De leur petitesse, et je les ai aidés à soupirer.

Maintes fois j’ai taquiné les grands rochers

Et les ai caressés d’un sourire, mais je n’ai

Jamais reçu de rires de leur part;

Maintes fois j’ai soulevé des âmes qui se noyaient

Et les ai portées tendrement vers mon rivage

Bien-aimé. Il leur donne sa force comme il

Prend la mienne.

Maintes fois j’ai volé des gemmes aux

Profondeurs et les ai présentées à mon rivage

Bien-aimé.
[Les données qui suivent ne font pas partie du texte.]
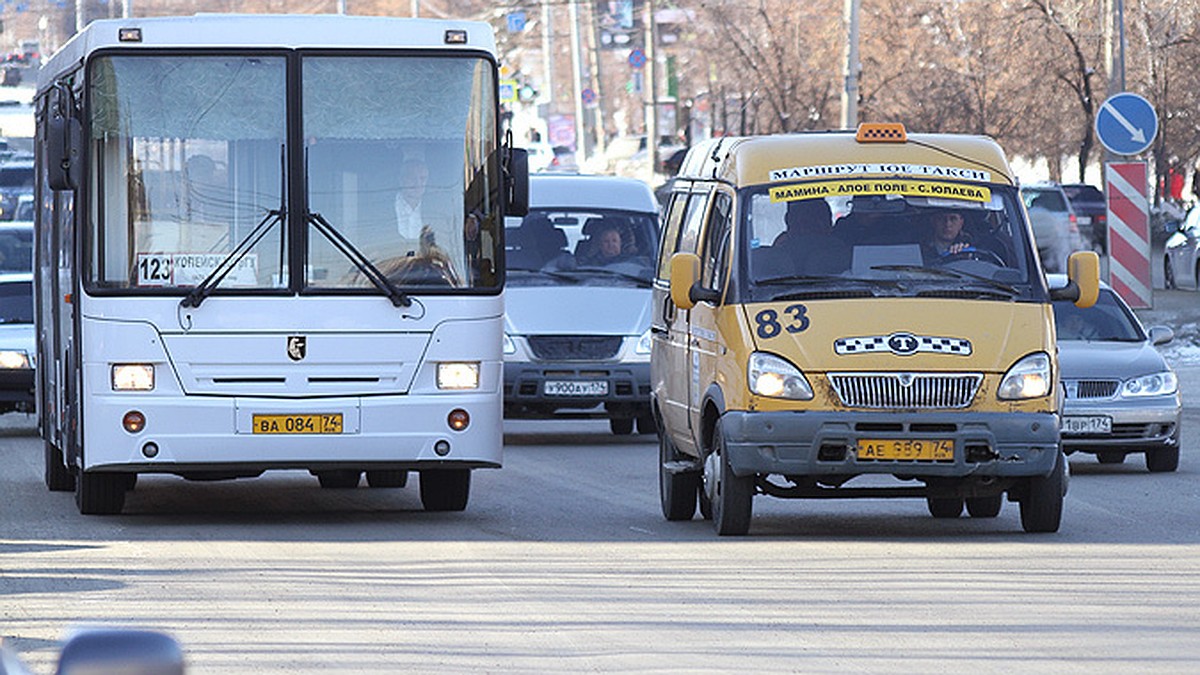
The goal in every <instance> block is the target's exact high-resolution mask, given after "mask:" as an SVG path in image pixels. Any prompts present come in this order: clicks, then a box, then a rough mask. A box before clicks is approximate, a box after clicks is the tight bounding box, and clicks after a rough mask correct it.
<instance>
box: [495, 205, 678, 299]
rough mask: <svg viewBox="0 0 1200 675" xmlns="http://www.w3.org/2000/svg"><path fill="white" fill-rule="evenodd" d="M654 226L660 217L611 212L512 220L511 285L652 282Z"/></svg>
mask: <svg viewBox="0 0 1200 675" xmlns="http://www.w3.org/2000/svg"><path fill="white" fill-rule="evenodd" d="M655 223H656V217H655V214H647V213H636V211H619V210H611V209H533V210H530V211H529V214H528V215H527V216H524V219H508V223H506V227H505V255H506V258H508V269H509V273H510V275H509V283H510V285H516V286H521V285H539V283H562V282H564V281H568V282H572V283H586V285H594V286H628V285H629V283H630V282H634V283H637V282H646V283H649V281H650V280H652V279H653V275H654V259H655V257H656V247H658V234H656V227H655Z"/></svg>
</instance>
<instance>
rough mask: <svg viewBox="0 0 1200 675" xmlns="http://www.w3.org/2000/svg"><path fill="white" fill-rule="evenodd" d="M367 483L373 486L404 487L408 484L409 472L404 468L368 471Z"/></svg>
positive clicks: (389, 487)
mask: <svg viewBox="0 0 1200 675" xmlns="http://www.w3.org/2000/svg"><path fill="white" fill-rule="evenodd" d="M367 485H370V486H372V488H403V486H404V485H408V472H407V471H403V470H395V471H392V470H386V471H368V472H367Z"/></svg>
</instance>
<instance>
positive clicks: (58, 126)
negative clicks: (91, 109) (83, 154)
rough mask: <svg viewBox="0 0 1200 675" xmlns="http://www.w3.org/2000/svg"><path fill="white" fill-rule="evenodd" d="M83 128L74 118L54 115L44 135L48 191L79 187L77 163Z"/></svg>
mask: <svg viewBox="0 0 1200 675" xmlns="http://www.w3.org/2000/svg"><path fill="white" fill-rule="evenodd" d="M82 145H83V127H82V126H80V125H79V120H77V119H74V118H64V117H61V115H54V117H53V118H50V123H49V129H48V130H47V135H46V169H47V172H46V173H47V179H48V181H49V184H50V190H74V189H76V187H78V186H79V162H80V159H79V156H80V154H82V153H80V150H82Z"/></svg>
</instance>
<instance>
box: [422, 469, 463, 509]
mask: <svg viewBox="0 0 1200 675" xmlns="http://www.w3.org/2000/svg"><path fill="white" fill-rule="evenodd" d="M469 497H470V470H469V468H431V470H427V471H422V472H421V506H424V507H425V510H462V509H464V508H467V500H468V498H469Z"/></svg>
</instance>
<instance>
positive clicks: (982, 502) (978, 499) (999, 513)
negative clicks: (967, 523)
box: [966, 492, 1004, 518]
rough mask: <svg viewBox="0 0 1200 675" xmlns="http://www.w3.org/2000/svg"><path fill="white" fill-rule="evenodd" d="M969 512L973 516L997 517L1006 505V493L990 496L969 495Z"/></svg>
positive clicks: (972, 517) (967, 502)
mask: <svg viewBox="0 0 1200 675" xmlns="http://www.w3.org/2000/svg"><path fill="white" fill-rule="evenodd" d="M966 503H967V513H968V514H971V518H996V516H997V515H1000V509H1001V508H1003V506H1004V494H1003V492H1001V494H998V495H992V496H990V497H967V498H966Z"/></svg>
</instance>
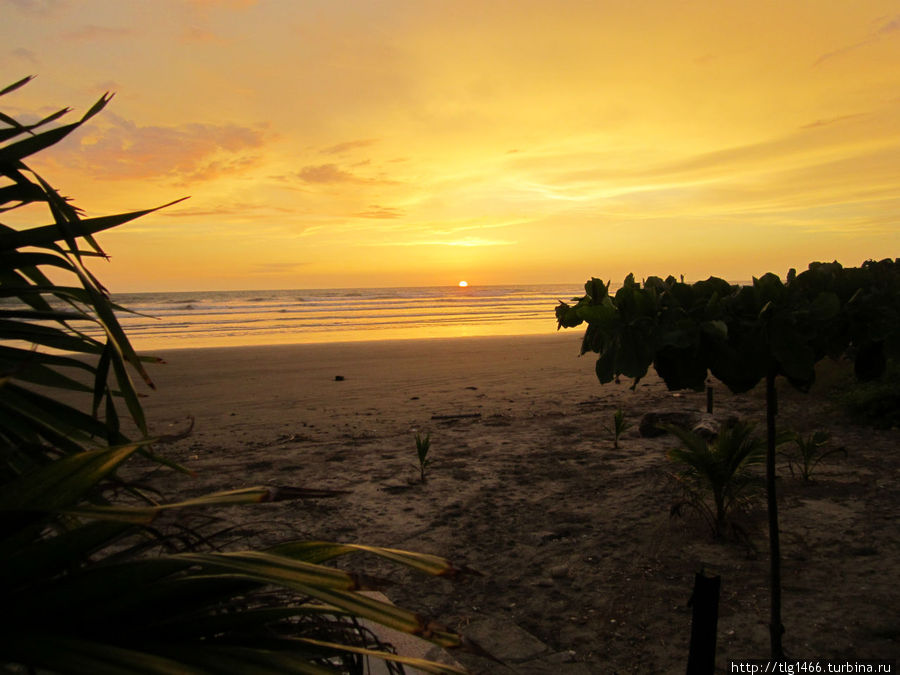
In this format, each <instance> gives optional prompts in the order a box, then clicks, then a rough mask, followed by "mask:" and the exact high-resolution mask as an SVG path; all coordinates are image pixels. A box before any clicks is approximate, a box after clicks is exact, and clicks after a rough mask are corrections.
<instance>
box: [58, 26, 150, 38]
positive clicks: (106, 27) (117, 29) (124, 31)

Il prend en silence, mais je donne

Encore car il m’accueille toujours.

Dans la lourdeur de la nuit, quand toutes

Les créatures recherchent le fantôme du Sommeil, je

Me redresse, chantant un moment et soupirant

L’instant d’après. Je suis toujours en éveil.

Hélas ! L’insomnie m’a affaiblie !

Mais je suis une amante, et la vérité de l’amour

Est forte.

Je suis lasse, mais je ne mourrai jamais.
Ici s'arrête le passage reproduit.